People try to live in poverty for two hours

Bill Kirkpatrick, Fayetteville and formerly of Greencastle, and Ariana Heim portray young siblings buying food during a Poverty Simulation. The teddy bear was an infant, and could not be left unattended during the event.

If Franklin County residents were frustrated after a two-hour workshop recently, the point of a poverty simulation was successful.

South Central Community Actions Programs, Inc. used the session, held at King Street Church in Chambersburg, to introduce everyday folks to life just above the poverty line.

Fifty curious citizens and people who worked for social service organizations signed up to take a randomly-assigned role as a member of a low income family. They tried to get by for a month, with each week represented by a short segment of time.

An elderly single man, for instance, received $552 per month in retirement income. Ater housing and other fixed costs, he had $27 left for discretionary spending. The character of a 19-year-old single mom living with her boyfriend received $278 a month plus $150 in food stamps. Without transportation, she was stuck at home while the man went to town for travel vouchers and cash. Two children ended up in juvenile hall, one for skipping school and the other for being left home alone. By the end of the evening, some people were evicted from their homes.

The participants visited booths offering services by an employer, child care center, public school, bank, utility company, jail, or supercenter.

"We know for families, transportation is one of the biggest issues," warned Megan Shreve, executive director of SCCAP.

During the simulation, one woman presented a transportation pass for a ride, but it turned out to be fraudulent.

"Someone sold you a fake pass," said Theresa Bachman-Myers, outreach and volunteer coordinator for SCCAP. The woman had to spend $20 to get more tickets for her family.

People needing quick cash visited the pawn shop. "Depending on how persuasive they are determines the price I'll give them for their TVs, stereos and cameras," explained Heather Clark, a SCCAP employee.
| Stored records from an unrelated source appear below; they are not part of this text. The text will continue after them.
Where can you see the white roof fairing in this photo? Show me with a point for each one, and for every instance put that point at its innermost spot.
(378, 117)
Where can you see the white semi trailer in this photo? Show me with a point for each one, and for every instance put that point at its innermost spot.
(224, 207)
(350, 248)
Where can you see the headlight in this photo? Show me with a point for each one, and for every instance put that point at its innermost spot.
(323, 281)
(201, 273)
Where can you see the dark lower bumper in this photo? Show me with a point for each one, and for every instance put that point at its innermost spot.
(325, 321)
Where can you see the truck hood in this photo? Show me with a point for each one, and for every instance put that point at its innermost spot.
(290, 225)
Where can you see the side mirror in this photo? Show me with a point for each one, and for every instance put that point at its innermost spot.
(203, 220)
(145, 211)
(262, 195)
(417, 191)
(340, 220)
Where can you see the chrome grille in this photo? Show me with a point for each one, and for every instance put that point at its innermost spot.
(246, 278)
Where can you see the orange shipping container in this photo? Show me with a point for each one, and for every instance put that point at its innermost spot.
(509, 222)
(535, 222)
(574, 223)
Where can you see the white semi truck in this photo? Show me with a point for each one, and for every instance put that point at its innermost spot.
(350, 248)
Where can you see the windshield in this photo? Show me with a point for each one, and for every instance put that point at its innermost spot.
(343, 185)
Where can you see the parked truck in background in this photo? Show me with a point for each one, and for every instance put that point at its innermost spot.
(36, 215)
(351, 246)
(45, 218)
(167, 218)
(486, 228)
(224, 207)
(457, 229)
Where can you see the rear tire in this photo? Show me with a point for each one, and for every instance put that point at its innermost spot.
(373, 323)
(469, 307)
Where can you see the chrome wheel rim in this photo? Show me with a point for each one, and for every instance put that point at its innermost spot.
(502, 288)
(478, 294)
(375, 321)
She typically doled out $10 to $40 for an item valued at $100. "In the two years I've been doing this simulation, no one ever buys back the stuff. They're trying to just get by."
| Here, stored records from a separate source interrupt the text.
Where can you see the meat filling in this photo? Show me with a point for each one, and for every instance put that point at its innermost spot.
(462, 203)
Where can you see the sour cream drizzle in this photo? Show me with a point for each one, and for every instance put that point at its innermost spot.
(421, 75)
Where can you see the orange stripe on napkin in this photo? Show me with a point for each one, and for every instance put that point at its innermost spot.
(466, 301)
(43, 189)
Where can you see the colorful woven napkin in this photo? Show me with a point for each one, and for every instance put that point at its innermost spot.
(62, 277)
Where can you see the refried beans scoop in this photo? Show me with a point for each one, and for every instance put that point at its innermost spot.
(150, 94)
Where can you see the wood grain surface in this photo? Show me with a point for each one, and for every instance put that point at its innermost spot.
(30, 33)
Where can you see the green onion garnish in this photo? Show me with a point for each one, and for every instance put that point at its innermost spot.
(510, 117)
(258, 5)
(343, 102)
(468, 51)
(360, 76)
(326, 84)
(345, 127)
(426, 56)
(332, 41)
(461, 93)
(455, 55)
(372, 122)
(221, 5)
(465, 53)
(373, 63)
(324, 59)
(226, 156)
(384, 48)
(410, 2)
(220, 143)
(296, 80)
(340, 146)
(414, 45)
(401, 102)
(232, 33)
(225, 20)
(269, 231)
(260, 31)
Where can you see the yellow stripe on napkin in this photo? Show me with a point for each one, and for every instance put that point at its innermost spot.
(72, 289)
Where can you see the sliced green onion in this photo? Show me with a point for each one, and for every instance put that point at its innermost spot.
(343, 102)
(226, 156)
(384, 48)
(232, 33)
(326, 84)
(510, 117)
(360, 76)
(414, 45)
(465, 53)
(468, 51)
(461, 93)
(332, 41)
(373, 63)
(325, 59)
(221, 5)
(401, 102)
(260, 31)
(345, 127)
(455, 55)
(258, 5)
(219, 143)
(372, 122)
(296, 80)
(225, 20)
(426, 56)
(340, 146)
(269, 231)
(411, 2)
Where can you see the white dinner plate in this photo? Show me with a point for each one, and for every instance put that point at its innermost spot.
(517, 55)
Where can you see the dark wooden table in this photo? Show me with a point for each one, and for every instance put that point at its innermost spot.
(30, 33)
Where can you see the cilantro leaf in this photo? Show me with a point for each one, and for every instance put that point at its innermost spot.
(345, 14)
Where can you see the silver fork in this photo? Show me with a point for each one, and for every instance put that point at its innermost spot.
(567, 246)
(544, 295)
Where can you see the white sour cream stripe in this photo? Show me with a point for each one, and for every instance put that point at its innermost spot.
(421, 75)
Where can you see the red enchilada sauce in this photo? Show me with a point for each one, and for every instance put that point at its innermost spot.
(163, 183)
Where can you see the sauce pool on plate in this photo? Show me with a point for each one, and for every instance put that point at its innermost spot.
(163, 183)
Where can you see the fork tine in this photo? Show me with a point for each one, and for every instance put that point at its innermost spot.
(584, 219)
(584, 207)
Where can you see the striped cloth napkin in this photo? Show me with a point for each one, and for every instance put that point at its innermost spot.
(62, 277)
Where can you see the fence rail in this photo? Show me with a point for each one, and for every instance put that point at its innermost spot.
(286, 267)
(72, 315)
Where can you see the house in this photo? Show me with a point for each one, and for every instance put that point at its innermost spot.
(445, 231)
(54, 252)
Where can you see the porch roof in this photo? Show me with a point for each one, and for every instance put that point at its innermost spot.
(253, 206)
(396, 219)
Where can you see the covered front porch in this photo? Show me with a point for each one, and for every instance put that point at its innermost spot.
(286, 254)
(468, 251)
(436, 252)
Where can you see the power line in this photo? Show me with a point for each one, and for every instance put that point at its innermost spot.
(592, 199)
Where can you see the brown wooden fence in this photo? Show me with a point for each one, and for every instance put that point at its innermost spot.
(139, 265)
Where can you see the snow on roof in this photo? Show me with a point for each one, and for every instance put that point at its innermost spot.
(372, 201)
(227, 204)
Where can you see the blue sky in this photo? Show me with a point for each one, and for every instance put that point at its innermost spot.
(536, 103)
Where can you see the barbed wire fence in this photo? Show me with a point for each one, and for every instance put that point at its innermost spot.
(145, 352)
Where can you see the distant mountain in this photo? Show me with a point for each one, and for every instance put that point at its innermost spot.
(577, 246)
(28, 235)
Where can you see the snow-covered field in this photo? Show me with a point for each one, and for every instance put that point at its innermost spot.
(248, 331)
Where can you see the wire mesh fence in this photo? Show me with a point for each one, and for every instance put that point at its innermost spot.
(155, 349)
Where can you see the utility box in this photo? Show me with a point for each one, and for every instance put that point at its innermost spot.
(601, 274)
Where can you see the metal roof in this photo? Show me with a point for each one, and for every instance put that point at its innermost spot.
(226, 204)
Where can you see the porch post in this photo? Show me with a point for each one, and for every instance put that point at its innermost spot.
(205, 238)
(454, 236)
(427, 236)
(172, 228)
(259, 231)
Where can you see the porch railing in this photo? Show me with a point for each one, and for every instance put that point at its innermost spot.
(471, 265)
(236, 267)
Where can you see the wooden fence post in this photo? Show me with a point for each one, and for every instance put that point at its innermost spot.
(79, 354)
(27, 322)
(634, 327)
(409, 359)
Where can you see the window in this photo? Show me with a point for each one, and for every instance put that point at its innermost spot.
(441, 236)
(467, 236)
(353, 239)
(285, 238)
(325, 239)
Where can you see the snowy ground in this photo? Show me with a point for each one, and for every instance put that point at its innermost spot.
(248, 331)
One man filled out a loan application. He sold his car to buy transportation passes, and saw the irony in that.

"This experience is real life and very stressful," noted Shreve.
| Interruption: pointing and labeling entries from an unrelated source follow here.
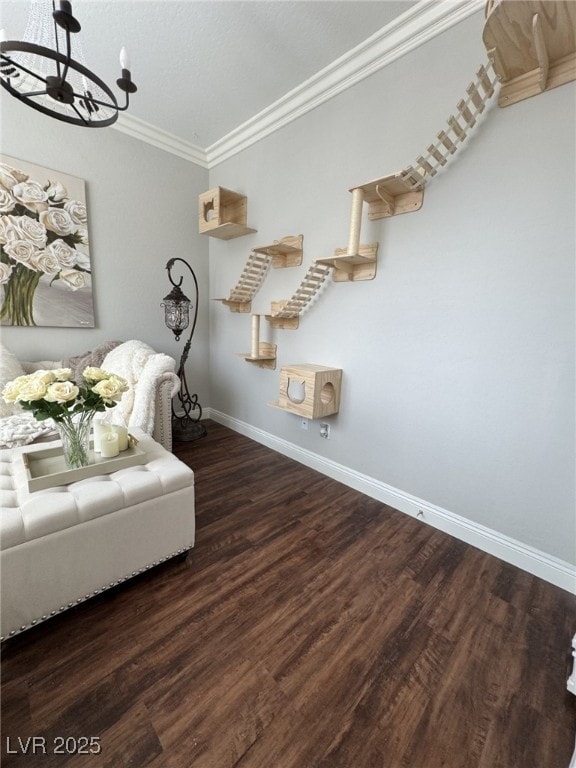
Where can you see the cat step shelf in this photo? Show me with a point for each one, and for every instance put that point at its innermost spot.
(222, 213)
(286, 252)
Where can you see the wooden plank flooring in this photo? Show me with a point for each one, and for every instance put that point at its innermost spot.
(310, 627)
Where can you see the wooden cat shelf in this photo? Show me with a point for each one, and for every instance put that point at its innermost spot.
(222, 214)
(286, 252)
(531, 44)
(361, 266)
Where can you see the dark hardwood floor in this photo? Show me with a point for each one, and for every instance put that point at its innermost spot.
(310, 627)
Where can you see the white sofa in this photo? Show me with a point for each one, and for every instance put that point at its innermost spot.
(147, 405)
(62, 545)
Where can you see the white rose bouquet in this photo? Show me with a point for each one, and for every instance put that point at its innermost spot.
(53, 394)
(41, 230)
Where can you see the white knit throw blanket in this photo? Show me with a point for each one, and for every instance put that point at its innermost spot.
(22, 429)
(141, 366)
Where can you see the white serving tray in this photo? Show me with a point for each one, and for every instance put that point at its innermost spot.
(46, 468)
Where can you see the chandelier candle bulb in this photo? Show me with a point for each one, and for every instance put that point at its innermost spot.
(109, 445)
(124, 58)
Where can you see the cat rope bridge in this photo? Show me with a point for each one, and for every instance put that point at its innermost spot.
(394, 194)
(459, 126)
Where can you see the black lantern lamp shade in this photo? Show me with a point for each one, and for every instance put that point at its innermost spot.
(177, 311)
(186, 424)
(41, 71)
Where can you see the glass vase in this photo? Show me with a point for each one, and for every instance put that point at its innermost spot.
(75, 436)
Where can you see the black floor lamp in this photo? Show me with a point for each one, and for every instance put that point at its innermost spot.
(186, 424)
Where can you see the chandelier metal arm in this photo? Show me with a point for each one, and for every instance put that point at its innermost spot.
(72, 88)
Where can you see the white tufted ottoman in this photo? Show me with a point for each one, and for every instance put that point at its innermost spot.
(60, 546)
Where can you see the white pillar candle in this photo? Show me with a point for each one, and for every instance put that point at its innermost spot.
(109, 445)
(100, 428)
(122, 434)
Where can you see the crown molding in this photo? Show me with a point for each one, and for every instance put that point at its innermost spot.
(413, 28)
(416, 26)
(139, 129)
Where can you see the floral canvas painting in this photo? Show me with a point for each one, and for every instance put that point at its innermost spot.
(45, 270)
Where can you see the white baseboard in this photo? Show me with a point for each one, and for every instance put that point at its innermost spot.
(547, 567)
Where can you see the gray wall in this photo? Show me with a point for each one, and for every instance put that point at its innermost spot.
(142, 207)
(458, 358)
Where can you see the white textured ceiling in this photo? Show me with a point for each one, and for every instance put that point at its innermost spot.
(204, 67)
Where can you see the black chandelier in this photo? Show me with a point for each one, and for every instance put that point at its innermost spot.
(186, 424)
(50, 80)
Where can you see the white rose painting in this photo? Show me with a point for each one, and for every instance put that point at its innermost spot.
(45, 270)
SCCAP did not have specific figures for Greencastle, but said it serves 12,000 individuals in Franklin County. It also covers Adams County. The organization, funded by a Community Services Block Grant, has programs offering information and help for child care, employment, finances, emergency funds, utilities, housing and food. It partners with the food pantry at Greencastle Presbyterian Church and with local child care providers.

The poverty simulation was designed to help people understand the fears and frustrations that accompany decision-making for people living in poverty, said Bachman-Myers.

SCCAP is a private, nonprofit organization created in 1965 to assist low income families and individuals help themselves. It gets clients through referrals of social service agencies or churches, and through word of mouth.